MINANGKABAUNEWS.com, JAKARTA — Sembilan hari banjir dahsyat dahsyat yang ditetapkan sebagai bencana ekologis di Sumatera, duka masih menyelimuti ribuan korban. Laporan dari lapangan mengungkap kondisi memilukan: ratusan desa di Aceh Tengah masih terisolasi, akses bantuan terhambat, dan keluarga-keluarga terpaksa berjalan berhari-hari demi menyambung hidup di Sumatera Barat. Di tengah lumpur dan kehilangan, suara kelompok paling rentan—anak-anak—terancam tenggelam.

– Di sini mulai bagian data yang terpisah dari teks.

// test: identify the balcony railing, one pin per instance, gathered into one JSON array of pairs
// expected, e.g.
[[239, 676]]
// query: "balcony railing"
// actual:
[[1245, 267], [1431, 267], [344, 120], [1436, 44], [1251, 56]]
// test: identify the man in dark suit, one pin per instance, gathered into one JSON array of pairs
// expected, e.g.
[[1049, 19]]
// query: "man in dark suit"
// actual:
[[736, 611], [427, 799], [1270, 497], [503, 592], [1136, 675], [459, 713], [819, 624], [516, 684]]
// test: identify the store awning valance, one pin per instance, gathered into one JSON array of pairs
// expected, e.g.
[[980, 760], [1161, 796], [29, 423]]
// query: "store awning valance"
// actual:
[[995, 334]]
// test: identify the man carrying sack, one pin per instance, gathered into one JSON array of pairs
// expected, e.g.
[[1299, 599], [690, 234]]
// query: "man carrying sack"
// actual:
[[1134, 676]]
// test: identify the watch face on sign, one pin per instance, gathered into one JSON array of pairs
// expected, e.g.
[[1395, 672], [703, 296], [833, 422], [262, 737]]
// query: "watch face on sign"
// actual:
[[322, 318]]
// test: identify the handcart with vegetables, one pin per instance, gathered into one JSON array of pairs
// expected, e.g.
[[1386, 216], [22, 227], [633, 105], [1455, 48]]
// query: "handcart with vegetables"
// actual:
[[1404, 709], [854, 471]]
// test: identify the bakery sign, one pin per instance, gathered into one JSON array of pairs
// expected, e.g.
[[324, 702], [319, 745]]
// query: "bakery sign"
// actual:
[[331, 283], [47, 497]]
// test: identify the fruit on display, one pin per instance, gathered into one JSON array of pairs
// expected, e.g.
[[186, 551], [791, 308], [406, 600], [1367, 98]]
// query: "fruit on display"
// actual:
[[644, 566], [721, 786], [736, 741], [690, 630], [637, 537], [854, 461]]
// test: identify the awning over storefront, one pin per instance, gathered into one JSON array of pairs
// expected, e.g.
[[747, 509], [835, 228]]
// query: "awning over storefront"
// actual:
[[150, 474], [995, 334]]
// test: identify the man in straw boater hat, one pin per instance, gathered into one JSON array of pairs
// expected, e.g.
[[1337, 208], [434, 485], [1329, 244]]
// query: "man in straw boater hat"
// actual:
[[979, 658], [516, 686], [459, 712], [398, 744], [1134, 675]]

Komisi Perlindungan Anak Indonesia (KPAI) mengangkat alarm atas situasi ini. Wakil Ketua KPAI, Jasra Putra, menegaskan bahwa anak-anak, apalagi yang menyandang disabilitas dan berkebutuhan khusus, berada di ujung tanduk. Mereka bukan hanya kehilangan rumah dan harta benda yang tersapu banjir bandang, tetapi juga kehilangan orang tua, saudara, serta rasa aman. Trauma mendalam akibat peristiwa yang tidak terduga ini membutuhkan rehabilitasi jangka panjang.
“Dalam setiap bencana, anak-anak seringkali berada di ujung dari setiap solusi. Mereka paling rentan, namun kebutuhan spesifik mereka mudah terabaikan,” tegas Wakil Ketua KPAI Jasra.
Salah satu tantangan utama yang disorot KPAI adalah simpang siurnya data korban. Tanpa data terpilah yang akurat—yang memisahkan informasi berdasarkan usia, disabilitas, dan kebutuhan khusus—bantuan dan program pemulihan berisiko tidak tepat sasaran. KPAI mendorong agar data di tingkat desa segera dijadikan pedoman untuk memastikan tidak ada anak yang kehilangan haknya atas pendidikan, kesehatan, gizi, dan perlindungan.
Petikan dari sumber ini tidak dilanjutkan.